Jan 5th 2023

Rediscovering Walter Sickert

by David W. Galenson

Dr. David W. Galenson is Professor of Economics at the University of Chicago; Academic Director of the Center for Creativity Economics at Universidad del CEMA, Buenos Aires; and a Research Associate of the National Bureau of Economic Research. His publications include Old Masters and Young Geniuses: The Two Life Cycles of Artistic Creativity (Princeton University Press, 2006) and Conceptual Revolutions in Twentieth-Century Art (Cambridge University Press and NBER, 2009). David W. Galenson, picture aboce. Derek Walcott, picture in the text.

 

London's Tate Britain and Paris' Petit Palais have collaborated to produce a wonderful retrospective exhibition of the art of Walter Sickert (1860-1942).  The show is both beautiful and fascinating.

As a young artist, Sickert worked briefly in the studio of James A.M. Whistler, from whom he learned to make etchings.  In 1883, he first met Edgar Degas, when he traveled to Paris to deliver Whistler's Portrait of the Artist's Mother to the Salon of French Artists.  Sickert's friendship with Degas would outlast his relationship with Whistler, but both older artists would be important influences on his work.

During the 1880s, Sickert painted urban scenes and landscapes that closely followed Whistler.  Unlike Whistler and Degas, Sickert painted from preparatory drawings that he squared up to transfer images to canvas.  Sickert's work presents a paradox.  His two major influences were great experimental painters who worked directly and visually, without preparatory drawings.  And Sickert's finished paintings resemble those of Whistler and Degas, with freely applied brushstrokes and imprecise contours.  Yet for Sickert, these were the product of systematic use of preparatory drawings, and underdrawing on his canvases.  Sickert thus appears as a curious example of a conceptual painter mimicking the work of experimentalists - using a conceptual process to make paintings that appear direct and experimental.

 

Sickert 1
Walter Richard Sickert, The Old Bedford (study for etching), 1890, Image courtesy of Spencer Alley.

 

Sickert loved music halls, the theatre, and the circus, and in his studio he converted sketches he made during performances into paintings.  These atmospheric works did not find receptive collectors, and during the 1890s he tried to earn a living as a portraitist.  Yet this attempt was unsuccessful, as the informality of his images did not satisfy his conventional patrons.

Abandoning portraiture, Sickert came under the influence of another great experimental master, as his series of views of churches in Dieppe and Venice paid homage to Monet's series paintings, which Sickert saw in Paris, in the gallery of Durand-Ruel, who also represented Sickert.  As he devoted himself to urban scenes, often in Paris and London, an interesting indicator of his conceptual nature sometimes appears in the legible lettering of advertisements, shop signs, and subway stations.

 

Sickert 2
Walter Richard Sickert, The Red Shop (or The October Sun), 1888, Image courtesy of Art Blart.

 

For a decade after 1900, Sickert painted scandalous images of earthy nudes, in shabby bedrooms redolent of poverty and the working class.  The informal and often awkward poses of his models were influenced by Degas, and in turn became influences on Lucian Freud and other younger English realist painters.
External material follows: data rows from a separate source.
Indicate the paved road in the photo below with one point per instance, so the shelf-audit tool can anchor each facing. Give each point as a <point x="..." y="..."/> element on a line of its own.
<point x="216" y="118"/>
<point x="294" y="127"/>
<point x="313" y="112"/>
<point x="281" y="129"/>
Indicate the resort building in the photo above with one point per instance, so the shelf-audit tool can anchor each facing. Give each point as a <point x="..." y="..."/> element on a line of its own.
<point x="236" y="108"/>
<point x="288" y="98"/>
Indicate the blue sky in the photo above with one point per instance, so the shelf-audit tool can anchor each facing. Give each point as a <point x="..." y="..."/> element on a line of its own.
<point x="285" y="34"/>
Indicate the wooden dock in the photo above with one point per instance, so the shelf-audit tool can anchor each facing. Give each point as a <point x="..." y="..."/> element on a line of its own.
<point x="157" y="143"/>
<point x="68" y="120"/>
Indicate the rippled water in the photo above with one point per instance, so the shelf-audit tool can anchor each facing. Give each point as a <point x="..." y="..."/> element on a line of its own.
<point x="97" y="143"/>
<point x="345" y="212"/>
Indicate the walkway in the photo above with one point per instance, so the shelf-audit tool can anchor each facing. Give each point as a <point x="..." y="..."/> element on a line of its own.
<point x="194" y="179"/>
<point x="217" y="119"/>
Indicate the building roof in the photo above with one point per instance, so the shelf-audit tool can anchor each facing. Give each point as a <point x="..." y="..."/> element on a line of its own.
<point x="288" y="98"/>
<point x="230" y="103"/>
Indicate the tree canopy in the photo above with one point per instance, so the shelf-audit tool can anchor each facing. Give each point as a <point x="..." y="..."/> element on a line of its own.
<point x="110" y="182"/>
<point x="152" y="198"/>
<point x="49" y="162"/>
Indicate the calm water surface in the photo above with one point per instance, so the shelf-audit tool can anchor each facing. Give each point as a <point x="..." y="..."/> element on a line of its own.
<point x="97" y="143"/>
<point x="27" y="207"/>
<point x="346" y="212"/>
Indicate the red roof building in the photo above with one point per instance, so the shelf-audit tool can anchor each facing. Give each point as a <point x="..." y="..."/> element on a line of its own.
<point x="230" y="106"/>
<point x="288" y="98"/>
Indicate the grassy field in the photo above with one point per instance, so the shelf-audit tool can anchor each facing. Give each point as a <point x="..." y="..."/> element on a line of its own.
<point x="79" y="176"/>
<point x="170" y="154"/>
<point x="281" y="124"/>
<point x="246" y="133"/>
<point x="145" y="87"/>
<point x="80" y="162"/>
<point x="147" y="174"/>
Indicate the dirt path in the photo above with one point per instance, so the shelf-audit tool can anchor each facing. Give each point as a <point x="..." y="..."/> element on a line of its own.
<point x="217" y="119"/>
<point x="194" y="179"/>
After 1915, Sickert gave up drawing, and developed a technique of painting based on transposing photographs onto canvas.  From the mid-1920s, he routinely painted by projecting photographs from glass plates onto canvases with the use of a camera lucida.  Not surprisingly, these late paintings were extremely controversial; today they can be seen as anticipations of such conceptual painters as Gerhard Richter and Andy Warhol.

 

Siuckert 3
Walter Richard Sickert, High-Steppers, 1938-1939, Image courtesy of the National Galleries.

 

The charm of Sickert's art lies in the fact that, like Whistler and Degas, he was a painter of the small scale.  Even on the occasions when he chose a monumental motif, like St. Mark's Basilica in Venice, he did not make it distant and imposing, but reduced it in a close view to a human scale.  Virginia Woolf loved Sickert's art, and it is not difficult to see why, because his painting, like her writing, was always about intimate views of incidents, or casual portraits in which individual sitters momentarily revealed their personalities.  Sickert's descriptive brushstrokes parallel Woolf's informal prose, and his carefully framed views parallel Woolf's moments of being, when a glimpse of a street corner or of an old friend conveys a sense of an inner life beyond surface appearances.

Sickert's art never gained the status of that of Whistler or Degas, perhaps because it was too derivative of those masters.  But he was an important link between those great experimental painters and the art of Lucian Freud, Francis Bacon, Frank Auerbach, and their fellow members of the School of London.  With this excellent exhibition, it is possible that his influence will be passed on to yet another generation of experimental painters.

 

Sickert 4
Walter Richard Sickert, Queens Road Station, 1916, Image courtesy of the Meisterdrucke.